In ambito cattolico, vi è stata e continua una riflessione sulla situazione socio-economica del mondo, in particolare attraverso una serie di documenti, le cosiddette encicliche sociali, alcuni delle quali di grande rilievo, come la ‘Pacem in Terris’. Per quanto attiene al sistema capitalistico l’ultima elaborazione la troviamo nell’enciclica di Giovanni Paolo II dal titolo ‘Centesimus Annus’. In essa, dopo l’illustrazione del crollo del socialismo reale, l’autore si chiede se si possa dire che il sistema sociale vincente sia il capitalismo. Questa è la risposta: ‘Se con capitalismo si indica un sistema economico che riconosce il ruolo fondamentale e positivo dell’impresa, del mercato, della proprietà privata e della conseguente responsabilità per i mezzi di produzione, della libera creatività umana nel settore dell’economia, la risposta è certamente positiva. Ma se con capitalismo si intende un sistema in cui la libertà nel settore dell’economia non è inquadrata in un solido contesto giuridico che la metta al servizio della libertà umana integrale e la consideri come una particolare dimensione, per questa libertà, il cui centro è etico e religioso, allora la risposta è decisamente negativa’.
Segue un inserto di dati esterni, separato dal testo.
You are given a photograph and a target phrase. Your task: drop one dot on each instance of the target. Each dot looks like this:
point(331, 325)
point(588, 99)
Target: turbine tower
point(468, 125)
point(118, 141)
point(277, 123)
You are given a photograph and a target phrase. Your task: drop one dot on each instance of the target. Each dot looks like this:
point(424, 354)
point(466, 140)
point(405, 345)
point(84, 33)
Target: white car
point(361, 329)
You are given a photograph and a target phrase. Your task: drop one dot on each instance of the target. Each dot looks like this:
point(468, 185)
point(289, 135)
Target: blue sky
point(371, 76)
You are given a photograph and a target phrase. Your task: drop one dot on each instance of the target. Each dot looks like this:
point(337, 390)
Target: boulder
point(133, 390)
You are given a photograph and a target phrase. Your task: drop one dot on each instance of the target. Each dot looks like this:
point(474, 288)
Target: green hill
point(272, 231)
Anche il governatore della Banca d’Italia Fazio, da cattolico osservante, mi sembra si iscriva in questa corrente che possiamo ricondurre alla convinzione della inesorabile naturalità dell’accettazione del sistema capitalistico nella sua versione neo-liberista, pur con tutte le correzioni che ne renderebbero meno disumani i suoi istituti selvaggi. Ad una prima lettura la sua relazione appare ispirata ad una certa neutralità, che poi se capisco bene, sfocia nel concetto che l’impresa e quindi gli imprenditori, sono il centro del sistema e i cittadini lavoratori debbono mettersi al suo servizio.
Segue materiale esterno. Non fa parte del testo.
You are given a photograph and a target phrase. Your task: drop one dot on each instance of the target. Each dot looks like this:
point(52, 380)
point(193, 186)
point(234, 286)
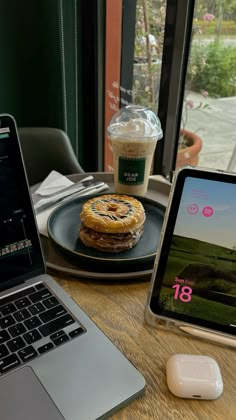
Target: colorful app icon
point(207, 211)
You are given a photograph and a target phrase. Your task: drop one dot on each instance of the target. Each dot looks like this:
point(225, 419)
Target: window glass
point(149, 36)
point(210, 92)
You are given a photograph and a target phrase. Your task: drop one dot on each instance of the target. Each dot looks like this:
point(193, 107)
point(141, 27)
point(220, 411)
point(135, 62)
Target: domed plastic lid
point(135, 122)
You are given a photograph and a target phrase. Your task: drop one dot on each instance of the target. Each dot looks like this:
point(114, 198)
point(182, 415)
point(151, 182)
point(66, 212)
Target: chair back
point(46, 149)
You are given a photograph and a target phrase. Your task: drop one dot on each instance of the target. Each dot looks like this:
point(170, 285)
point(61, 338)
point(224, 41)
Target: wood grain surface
point(118, 309)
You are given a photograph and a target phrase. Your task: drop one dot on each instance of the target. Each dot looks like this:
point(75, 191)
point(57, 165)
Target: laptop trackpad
point(23, 397)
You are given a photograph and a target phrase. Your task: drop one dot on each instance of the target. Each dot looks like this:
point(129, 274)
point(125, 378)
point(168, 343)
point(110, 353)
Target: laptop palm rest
point(24, 398)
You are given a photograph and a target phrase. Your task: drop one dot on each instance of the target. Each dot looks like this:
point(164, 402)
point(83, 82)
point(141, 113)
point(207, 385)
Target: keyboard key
point(76, 332)
point(46, 347)
point(52, 313)
point(22, 303)
point(4, 336)
point(9, 362)
point(57, 334)
point(17, 329)
point(28, 353)
point(40, 295)
point(22, 315)
point(8, 309)
point(16, 344)
point(51, 302)
point(36, 308)
point(32, 336)
point(7, 321)
point(60, 340)
point(16, 296)
point(56, 325)
point(3, 351)
point(33, 322)
point(40, 286)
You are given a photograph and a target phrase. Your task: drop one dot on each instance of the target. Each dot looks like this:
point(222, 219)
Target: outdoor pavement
point(216, 126)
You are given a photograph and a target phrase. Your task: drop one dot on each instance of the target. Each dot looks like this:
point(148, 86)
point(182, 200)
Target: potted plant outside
point(190, 145)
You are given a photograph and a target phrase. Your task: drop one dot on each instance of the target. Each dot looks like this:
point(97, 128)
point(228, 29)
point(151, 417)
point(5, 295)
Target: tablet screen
point(196, 275)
Per me, a questo punto, che sono cattolico osservante e praticante, le cose si complicano perché mi sembra proprio che questa classe dirigente, anziché attestarsi su posizioni profetiche che caratterizzano il messaggio di Gesù Cristo, propenda per un sottoprodotto di saggezza opportunistica che assume come regola primaria quella della mediazione con i poteri forti della società.
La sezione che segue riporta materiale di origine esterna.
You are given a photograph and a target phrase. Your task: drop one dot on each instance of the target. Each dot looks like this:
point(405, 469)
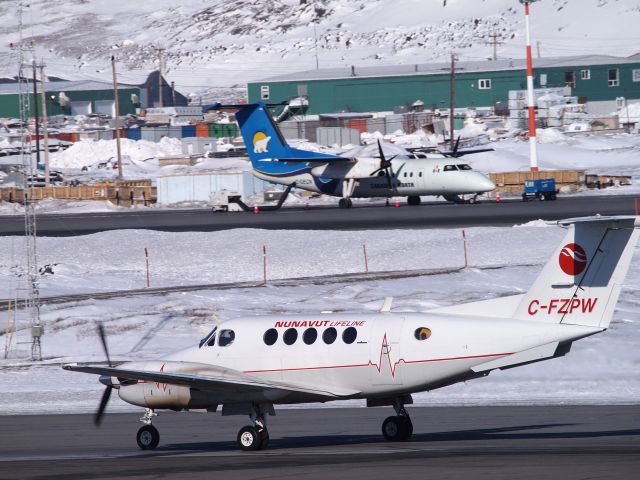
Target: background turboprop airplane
point(360, 174)
point(248, 365)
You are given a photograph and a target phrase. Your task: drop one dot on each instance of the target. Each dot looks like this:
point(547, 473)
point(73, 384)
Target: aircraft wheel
point(148, 437)
point(408, 427)
point(413, 200)
point(394, 429)
point(249, 439)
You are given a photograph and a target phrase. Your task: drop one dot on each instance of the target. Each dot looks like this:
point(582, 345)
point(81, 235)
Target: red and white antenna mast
point(533, 148)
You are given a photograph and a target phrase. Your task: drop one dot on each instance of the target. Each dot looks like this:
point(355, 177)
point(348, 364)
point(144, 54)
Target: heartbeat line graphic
point(385, 348)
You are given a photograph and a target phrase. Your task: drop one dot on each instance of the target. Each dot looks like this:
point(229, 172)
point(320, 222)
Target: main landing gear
point(148, 436)
point(254, 437)
point(398, 428)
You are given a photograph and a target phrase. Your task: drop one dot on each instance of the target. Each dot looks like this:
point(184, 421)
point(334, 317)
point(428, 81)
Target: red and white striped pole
point(533, 150)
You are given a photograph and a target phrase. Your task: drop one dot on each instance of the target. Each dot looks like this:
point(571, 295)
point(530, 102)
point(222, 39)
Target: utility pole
point(117, 119)
point(533, 149)
point(494, 41)
point(315, 36)
point(160, 100)
point(45, 130)
point(452, 104)
point(32, 298)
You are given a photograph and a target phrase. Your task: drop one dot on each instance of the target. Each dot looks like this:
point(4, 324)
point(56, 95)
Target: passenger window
point(290, 336)
point(309, 336)
point(349, 335)
point(270, 336)
point(329, 335)
point(422, 333)
point(226, 338)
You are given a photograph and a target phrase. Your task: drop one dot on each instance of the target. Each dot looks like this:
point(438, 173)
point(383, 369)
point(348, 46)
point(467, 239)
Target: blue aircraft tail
point(265, 143)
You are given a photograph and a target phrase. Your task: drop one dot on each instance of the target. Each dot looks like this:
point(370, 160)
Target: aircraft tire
point(394, 429)
point(148, 437)
point(249, 439)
Credono forse di salvarsi la coscienza attraverso la furba distinzione fra capitalismo selvaggio e capitalismo dal volto umano. Affermazioni come ‘guai ai ricchi’ oppure ‘è più facile che un cammello passi per la cruna di un ago che un ricco in paradiso’ non sono scritte con vernice rossa sui muri dei centri sociali, bensì nel vangelo. Eppure il fallimento di questo sistema rispetto ad esempio al grande problema della miseria nel mondo è evidente: dopo oltre 50 anni di conferenze, rapporti, interventi di organismi internazionali come Fondo Monetario o Banca Mondiale, sappiamo che il 20% della popolazione mondiale (i ricchi) si approfittano dell’86% di tutte le risorse umane del pianeta. Ma è vero o no che è propria del DNA capitalistico la convinzione che la ricchezza è remunerazione dei forti e la povertà il destino dei deboli? E quale tasso di malafede o di ignoranza può ispirare l’esaltazione della libertà dell’essere umano e la sua contestuale e contraddittoria soggezione al ferreo regime delle cosiddette leggi di mercato?
La discussione è talmente aperta che sarebbe una imperdonabile leggerezza sparare sentenze senza tener conto dell’esperienza terrena del Cristo e della immensa schiera dei disperati che aspettano da troppo tempo che tutta la nostra specie si liberi finalmente dall’egoismo e dalla sopraffazione.